Muscarinic acetylcholine receptors (mAChR) in the embryonic chicken heart undergo agonist-induced internalization and a subsequent decrease in receptor number (downregulation). Cloning studies have identified two subtypes of mAChR expressed in the embryonic chicken heart, the cm2 and cm4 receptors. We report here that persistent activation of the mAChR in cultured chicken heart cells with the cholinergic agonist carbachol causes significant decreases in the levels of both cm2 and cm4 mRNA, as measured by solution hybridization analyses. The half-lives of the cm2 and cm4 mRNAs are not altered by agonist treatment, indicating that agonist most likely regulates mRNA levels by regulating the rate of gene transcription. Activation of mAChR in chicken heart causes both inhibition of adenylate cyclase activity and stimulation of phospholipase C activity. To test whether changes in the levels of intracellular second messengers were involved in the changes in mAChR mRNAs observed following agonist exposure, we determined the effects of incubation with agonists for the A1 adenosine receptors (which inhibit adenylate cyclase in chicken heart) and angiotensin II receptors (which stimulate phospholipase C) on mAChR receptor number and mRNA levels. Activation of these pathways together through heterologous receptors resulted in decreased mAChR number and mRNA levels, although these changes were not as large as those seen with direct activation of the mAChR. These results suggest that regulation of adenylate cyclase and phospholipase C activities may be involved in the regulation of mAChR gene expression.

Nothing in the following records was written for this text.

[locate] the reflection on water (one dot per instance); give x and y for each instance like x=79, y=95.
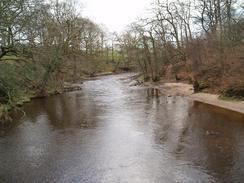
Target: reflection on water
x=109, y=132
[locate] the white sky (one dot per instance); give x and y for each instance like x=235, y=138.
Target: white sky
x=114, y=14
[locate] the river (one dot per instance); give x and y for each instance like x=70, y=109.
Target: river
x=110, y=132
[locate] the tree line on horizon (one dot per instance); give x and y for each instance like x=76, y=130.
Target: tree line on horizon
x=201, y=41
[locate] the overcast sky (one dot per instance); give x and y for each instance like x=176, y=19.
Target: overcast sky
x=114, y=14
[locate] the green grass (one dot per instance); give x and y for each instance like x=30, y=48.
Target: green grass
x=10, y=57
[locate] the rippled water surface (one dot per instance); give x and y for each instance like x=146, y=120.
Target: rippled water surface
x=110, y=132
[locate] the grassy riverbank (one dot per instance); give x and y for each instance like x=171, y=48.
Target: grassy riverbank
x=184, y=89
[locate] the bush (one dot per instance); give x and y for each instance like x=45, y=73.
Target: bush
x=235, y=91
x=199, y=85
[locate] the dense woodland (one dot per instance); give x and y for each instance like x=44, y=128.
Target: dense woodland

DFP-induced regulation of cardiac muscarinic receptor mRNA in vivo measured by DNA-excess solution hybridization

Relationship between in vivo down-regulation of cardiac muscarinic receptors and changes in their encoding mRNA was investigated. Rats were treated either once or for ten days with an irreversible inhibitor of acetylcholinesterase, followed by measurements of cardiac acetylcholinesterase, the density and affinity of muscarinic receptors, and the concentration of mRNA coding for these receptors. mRNA was quantitated using the sensitive method of DNA-excess solution hybridization. Our data indicate that while short-term treatment resulted in a marked decrease in the density of cardiac muscarinic receptors by 34%, there was no accompanying significant change in the concentration of their mRNA. In contrast, long-term inhibition of acetylcholinesterase significantly decreased the concentration of both receptors and mRNA by 40% and 29%, respectively. These results are indicative of multiple mechanisms of down-regulation of cardiac muscarinic receptors, some of which might involve alterations at the transcriptional level.